Harvest rhythm adds a second layer. You pick leaflets for tadka, new shoots flush within days, and transpiration climbs briefly - then settles until the next cut. Watering on a fixed schedule ignores that pulse. A plant stripped for a weekend curry may need a check sooner than one left untouched, but only if depth and weight confirm dryness, not because the calendar says Tuesday.

How Murraya koenigii Uses Water Through the Seasons

Seasonal change frames every other watering rule for curry leaf. Outdoors in USDA Zones 10–12, foliage may stay partially evergreen. In containers overwintered indoors, metabolism often collapses when days shorten and room temperatures dip. Water demand tracks that shift. Trying to keep summer frequency through December is how healthy roots turn anaerobic in cold, stagnant mix.
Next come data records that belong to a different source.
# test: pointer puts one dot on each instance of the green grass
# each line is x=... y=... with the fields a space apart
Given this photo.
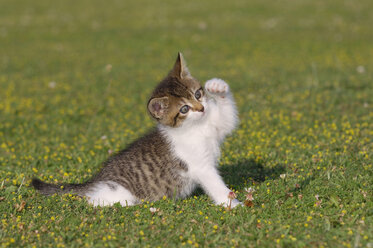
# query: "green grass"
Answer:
x=301 y=72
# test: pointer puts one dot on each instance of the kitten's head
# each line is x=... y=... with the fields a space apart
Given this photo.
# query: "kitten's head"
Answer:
x=179 y=99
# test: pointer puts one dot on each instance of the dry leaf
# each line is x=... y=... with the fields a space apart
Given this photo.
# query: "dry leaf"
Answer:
x=249 y=204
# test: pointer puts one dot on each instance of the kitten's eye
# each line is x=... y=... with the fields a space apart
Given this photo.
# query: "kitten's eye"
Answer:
x=184 y=109
x=198 y=94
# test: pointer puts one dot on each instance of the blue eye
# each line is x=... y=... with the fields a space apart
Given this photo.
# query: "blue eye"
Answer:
x=184 y=109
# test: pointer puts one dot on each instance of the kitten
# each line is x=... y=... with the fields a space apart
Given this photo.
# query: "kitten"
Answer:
x=181 y=153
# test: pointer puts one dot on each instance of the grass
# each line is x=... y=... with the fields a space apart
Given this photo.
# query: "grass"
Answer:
x=74 y=80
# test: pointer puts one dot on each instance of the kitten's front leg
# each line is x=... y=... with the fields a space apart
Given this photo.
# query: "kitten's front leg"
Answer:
x=214 y=186
x=223 y=107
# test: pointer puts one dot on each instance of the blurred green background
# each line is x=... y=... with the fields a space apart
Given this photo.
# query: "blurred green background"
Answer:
x=75 y=77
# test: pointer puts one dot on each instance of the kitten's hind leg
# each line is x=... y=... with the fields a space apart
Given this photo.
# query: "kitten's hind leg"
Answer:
x=106 y=193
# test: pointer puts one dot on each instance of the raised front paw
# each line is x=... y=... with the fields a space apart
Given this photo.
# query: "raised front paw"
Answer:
x=217 y=86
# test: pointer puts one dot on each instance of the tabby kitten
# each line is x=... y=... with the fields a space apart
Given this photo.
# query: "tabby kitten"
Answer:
x=181 y=153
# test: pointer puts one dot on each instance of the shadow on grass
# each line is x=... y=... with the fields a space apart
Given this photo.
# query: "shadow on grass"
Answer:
x=235 y=176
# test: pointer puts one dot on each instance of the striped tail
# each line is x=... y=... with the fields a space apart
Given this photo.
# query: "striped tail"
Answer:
x=50 y=189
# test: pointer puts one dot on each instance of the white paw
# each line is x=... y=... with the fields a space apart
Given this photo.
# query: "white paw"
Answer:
x=217 y=86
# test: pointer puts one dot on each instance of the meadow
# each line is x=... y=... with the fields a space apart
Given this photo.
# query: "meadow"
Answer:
x=75 y=77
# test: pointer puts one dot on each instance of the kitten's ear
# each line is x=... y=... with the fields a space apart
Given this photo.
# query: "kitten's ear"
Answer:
x=180 y=69
x=157 y=107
The useful mental model is two gears: active growth in warm, bright months, and maintenance-or-dormancy in cool months. You switch gears by changing how long you wait between thorough soaks, not by changing how much water you pour in one session. A deep, even watering followed by a real dry-down always beats shallow sips that keep the surface wet and the core soggy.

Active Growth in Warm Months

From late spring through early fall - or year-round in frost-free climates - curry leaf builds shoots, expands leaf clusters, and recovers quickly from harvest cuts. Transpiration runs high in full sun for six or more hours, especially on a concrete balcony where a black plastic nursery pot can dry in forty-eight hours. During this window the mix should cycle clearly: water thoroughly, let the top 3–5 cm dry, water again.

Gardener’s Path recommends watering regularly in summer with the surface just barely dry between waterings, and notes curry leaf dislikes wet feet while tolerating semi-drought once established. Many Indian-climate balcony growers land near every two to three days in peak summer on 15–25 cm pots; in-ground plants with deeper root zones may go five to seven days between checks depending on mulch and soil texture. Heat waves compress intervals further - a south-facing terrace in May can outpace any remembered March habit within a week.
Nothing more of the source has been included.